Pulang

Suatu hari saya berpapasan dengan dua orang lelaki berwajah Timur Tengah di pintu keluar stasiun utama kota Potsdam, sebuah kota yang berjarak tempuh sekitar 1 jam dari Berlin. Sebenarnya tak ada yang aneh pada diri keduanya sebagaimana lazimnya pemandangan di stasiun, orang berlalu lalang dan bergegas sambil menenteng koper. Kendati demikian, apa yang dibawa oleh kedua orang tersebut mampu menyedot perhatian saya.

Subhanallah! Mereka mendorong sebuah troli berisi tumpukan koper hampir menyentuh bagian atas pintu utama stasiun itu. Baru kali ini saya melihat orang yang akan bepergian dengan membawa perbekalan luar biasa banyak.
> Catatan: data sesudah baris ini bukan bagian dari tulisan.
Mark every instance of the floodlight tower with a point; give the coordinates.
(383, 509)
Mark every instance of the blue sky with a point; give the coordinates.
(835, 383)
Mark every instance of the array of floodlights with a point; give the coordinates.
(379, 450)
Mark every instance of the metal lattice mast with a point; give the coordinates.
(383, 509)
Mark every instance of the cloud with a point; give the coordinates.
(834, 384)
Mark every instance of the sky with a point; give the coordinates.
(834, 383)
Di samping kedua orang tersebut, saya melihat seorang perempuan mungkin saudara atau istri dari salah seorang kedua orang tadi, juga menenteng tas yang tak kalah banyaknya. Dugaan saya, mereka akan pulang ke tanah airnya.

Tumpukan koper yang menjulang itu mengingatkan saya pada apa yang terjadi beberapa hari sebelumnya, dimana sejak niatan pulang ke tanah air hampir mewujud jadi kenyataan,nyaris setiap hari wajah-wajah yang dirindu berkelebatan. Pikiran saya pun dipenuhi dengan berbagai hal yang berkaitan dengan pulang. Mulai dari mencari cinderamata, memilah sampai mengepak pakaian juga mainan anak, dan masih banyak lagi. Masya Allah! betapa sibuknya saya saat itu dengan kegiatan tersebut karena merasa khawatir bekal yang telah dikumpulkan itu akan melebihi quota yang ditetapkan jasa penerbangan. Sampai akhirnya dalam keletihan di tengah tumpukan barang yang sedang saya sortir, saya terhenyak karena teringat pada suatu hal yang sering saya lalai mengingatnya namun ia pasti akan datang. Saya yakin Anda semua tahu, ya! dialah kematian.

Tak terasa embun bermunculan di sudut mata saat merasa semua perbekalan pulang di hadapan saya itu mengingatkan diri akan makna pulang yang hakiki. Saya merasa malu padaNya, mengapa saya begitu sibuk mempersiapkan segala perbekalan untuk kepentingan pulang yang sesaat tetapi lalai menyiapkan bekal untuk pulang yang sesungguhnya? Bekal apa yang sudah saya kumpulkan saat akan pulang menghadap Illahi Rabbi Penguasa semesta alam?

Tidak ada yang tahu di bumi mana dan dalam keadaan apa saya (juga Anda) akan “pulang”. Bagi saya yang terpenting saat ini adalah saya harus penuhi kewajiban menuntut ilmu yang akan menjadi dasar dalam melakukan amal ibadah dan saya harus selalu siap dalam keadaan apapun ketika Yang Menggenggam Jiwa memanggil saya “pulang”. Ya, hal-hal tersebutlah yang seharusnya memenuhi “koper” saya untuk bekal kepulangan menuju negeri abadi (akhirat).

Terimakasih Ya Allah! rasa syukur membuncah di hati. Betapa indah caraMu memberiku peringatan melalui tumpukan perbekalan di rumah beserta koper si fulan di stasiun utama kota Potsdam itu. Karena hal tersebut, menjadikan saya berazzam, bahwa saya harus membawa sebanyak-banyaknya dan mengisi sepenuh-penuhnya “koper” saya selagi Allah memberi kesempatan hidup. Saya akan dan harus terus mempersiapkan masa depan (akhirat) saya. Karena hidup di dunia hanyalah senda gurau dan berlangsung dalam sesaat saja.

“Setiap yang bernyawa akan merasakan mati. Dan hanya pada hari kiamat sajalah diberikan dengan sempurna balasanmu. Barangsiapa dijauhkan dari neraka dan dimasukkan ke dalam surga, sungguh, dia memperoleh kemenangan. Kehidupan di dunia hanyalah kesenangan yang memperdaya”.QS. Ali ‘Imran:185.